As I conclude, I will leave members with the thought that perhaps the opposition to this bill is less about people coming here and genuinely trying to look for solutions as much as it is being directed by an organization that has a stranglehold on a party. I hear members from the other side saying “wow”, but maybe they can explain to me why the four members I pointed out would somehow not be willing to vote in favour. What makes it even worse is that somehow they thought they were skating the issue by abstaining. If they were against it and truly believed what the member for Lakeland said, why did they not vote against it? It is because they knew that by voting in favour they would be sending a message back to the organization their party is so intertwined with, which would not be beneficial to their future campaigns.
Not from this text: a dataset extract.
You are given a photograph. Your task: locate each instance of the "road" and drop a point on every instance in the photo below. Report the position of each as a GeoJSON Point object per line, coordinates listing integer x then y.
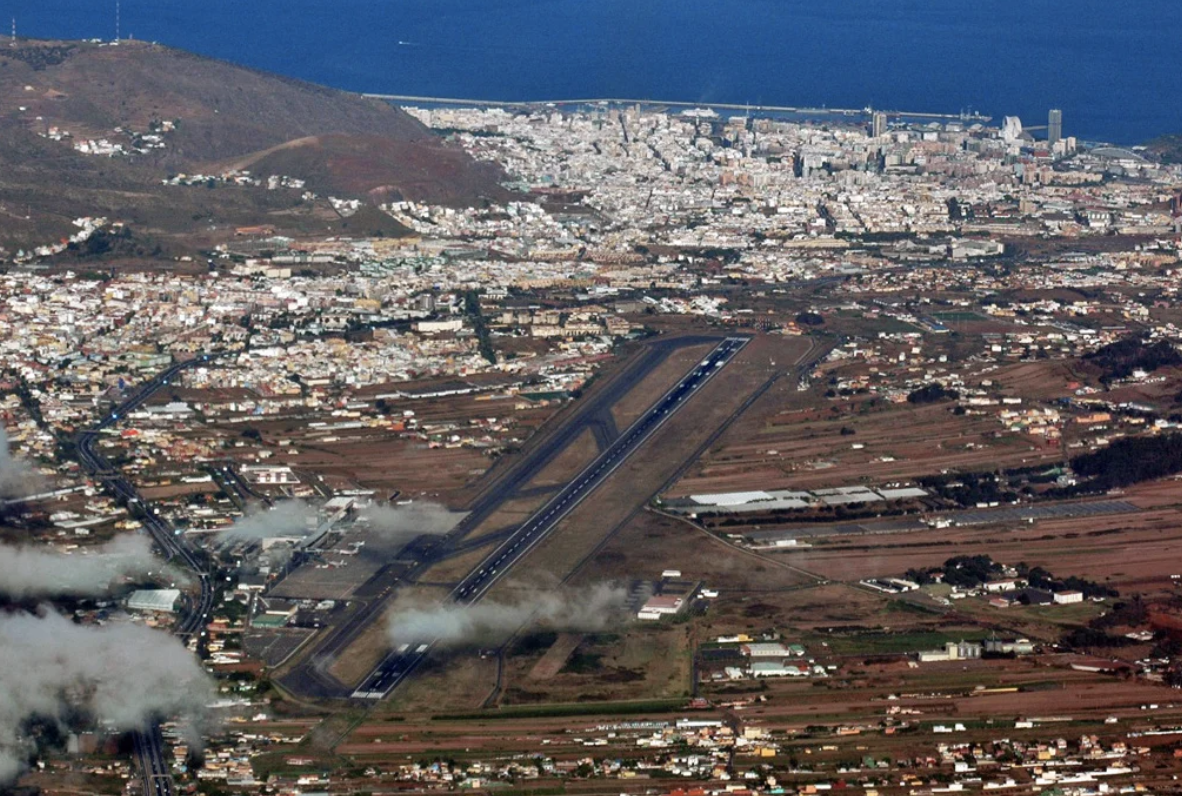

That is the only conclusion that I can come to.
This legislation is necessary. We need to move forward with it and we need to protect Canadians' lives. We need to listen to the chiefs of police, whom I quoted earlier, so that we can save lives in Canada. We need to stop playing games for the benefit of some people in this country who are trying to promote, rightfully so, their position on the matter but unfortunately are completely intertwined with the Conservative Party.